第89話 VSアスラ(後編)


 アスラ神族とやらはたしかに強い。

 神の眷属だけあって、とても一対一では勝負にならないだろう。


 だがしかし、こちらは名実ともにガイリアのトップクラン『固ゆで野郎』と俺たち『希望』の混成部隊である。

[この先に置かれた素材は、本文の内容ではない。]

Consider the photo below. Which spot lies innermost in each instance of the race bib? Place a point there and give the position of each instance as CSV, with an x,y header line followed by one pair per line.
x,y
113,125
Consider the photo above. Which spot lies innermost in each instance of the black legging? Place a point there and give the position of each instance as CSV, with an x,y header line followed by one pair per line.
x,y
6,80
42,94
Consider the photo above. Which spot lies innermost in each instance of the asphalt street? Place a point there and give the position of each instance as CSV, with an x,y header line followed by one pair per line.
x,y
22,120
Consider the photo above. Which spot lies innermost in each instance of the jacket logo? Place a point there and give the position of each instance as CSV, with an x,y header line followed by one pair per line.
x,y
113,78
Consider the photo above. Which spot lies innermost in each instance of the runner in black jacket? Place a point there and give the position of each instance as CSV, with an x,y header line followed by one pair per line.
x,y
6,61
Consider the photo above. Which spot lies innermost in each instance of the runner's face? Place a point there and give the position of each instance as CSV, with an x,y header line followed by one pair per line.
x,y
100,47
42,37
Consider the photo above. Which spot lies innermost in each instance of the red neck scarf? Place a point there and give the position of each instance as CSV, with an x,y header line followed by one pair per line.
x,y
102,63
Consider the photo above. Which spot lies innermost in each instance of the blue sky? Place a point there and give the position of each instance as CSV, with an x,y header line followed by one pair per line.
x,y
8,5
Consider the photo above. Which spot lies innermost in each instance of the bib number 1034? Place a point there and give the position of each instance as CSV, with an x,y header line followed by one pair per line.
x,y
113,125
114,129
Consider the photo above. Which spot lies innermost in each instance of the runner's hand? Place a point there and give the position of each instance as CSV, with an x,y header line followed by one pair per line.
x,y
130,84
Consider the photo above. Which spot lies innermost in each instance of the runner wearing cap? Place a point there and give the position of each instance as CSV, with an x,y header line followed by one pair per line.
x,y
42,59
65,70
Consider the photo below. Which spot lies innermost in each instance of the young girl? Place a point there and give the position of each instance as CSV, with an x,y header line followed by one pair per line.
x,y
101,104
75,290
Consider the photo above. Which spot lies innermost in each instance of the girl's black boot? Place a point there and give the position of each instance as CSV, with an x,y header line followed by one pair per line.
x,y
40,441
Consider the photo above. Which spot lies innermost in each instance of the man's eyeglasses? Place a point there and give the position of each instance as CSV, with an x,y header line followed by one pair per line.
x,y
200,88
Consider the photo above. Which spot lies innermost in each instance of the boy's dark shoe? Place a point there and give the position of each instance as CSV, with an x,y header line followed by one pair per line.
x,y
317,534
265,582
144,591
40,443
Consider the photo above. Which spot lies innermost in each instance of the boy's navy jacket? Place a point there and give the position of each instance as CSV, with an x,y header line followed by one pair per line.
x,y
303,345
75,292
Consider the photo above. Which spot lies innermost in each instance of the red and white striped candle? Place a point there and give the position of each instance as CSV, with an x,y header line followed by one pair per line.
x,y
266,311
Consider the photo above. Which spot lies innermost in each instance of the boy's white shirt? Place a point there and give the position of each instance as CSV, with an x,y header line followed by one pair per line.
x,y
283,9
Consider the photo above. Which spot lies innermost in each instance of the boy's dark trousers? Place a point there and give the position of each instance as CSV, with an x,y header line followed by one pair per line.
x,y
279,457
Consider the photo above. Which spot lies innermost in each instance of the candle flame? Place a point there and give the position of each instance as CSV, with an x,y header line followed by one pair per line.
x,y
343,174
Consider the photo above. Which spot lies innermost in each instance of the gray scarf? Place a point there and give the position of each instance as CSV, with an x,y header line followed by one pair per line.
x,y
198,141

 練度で考えたら、これ以上の戦力はガイリアの冒険者ギルドにはない。

 その彼らが俺の手足となって動いてくれているのだ。


 とれない作戦など存在しないといっても、さほど言い過ぎじゃないだろう。

 じわりじわりとアスラを追いつめていく。

 もちろん無傷ではないが。


「リック継戦不能! 本陣に戻らせてもらうぜ!」

「了解だ。穴はドリトルが埋めろ」

「ラジャ!」


 こんな感じで、ちゃんと自分の限界を把握しながら戦ってくれるのだ。

 俺がダメージコントロールする必要がなく、誰をどこに配置するか、そのタイミングだけはかれば全体がちゃんと機能する。

 ラクなんてレベルじゃないよ。


 ただ、このままだと味方の損耗も無視できなくなってくるよな。四人いるプリーストのうち、今さがった一人で、前戦に回復魔法を飛ばせるのは一人だけになってしまった。

 あとは本陣での治療に専念である。


 追いつめつつも追いつめられているというのが今の状況だ。

 敵も味方も、ここが正念場だと踏ん張っている。


「なら、俺が前に出るしかないな!」


 ミリアリアに作戦を耳打ちし、俺は前戦へと飛び出した。


「アスカ! サリエリ! 同時に仕掛けるぞ!」

「うん!」

「りょ~」


 アスラは三面六臂。死角がない。

 しかし、奴の持つ剣を三人のうち、誰か一人でもかいくぐってダメージを与えることができれば。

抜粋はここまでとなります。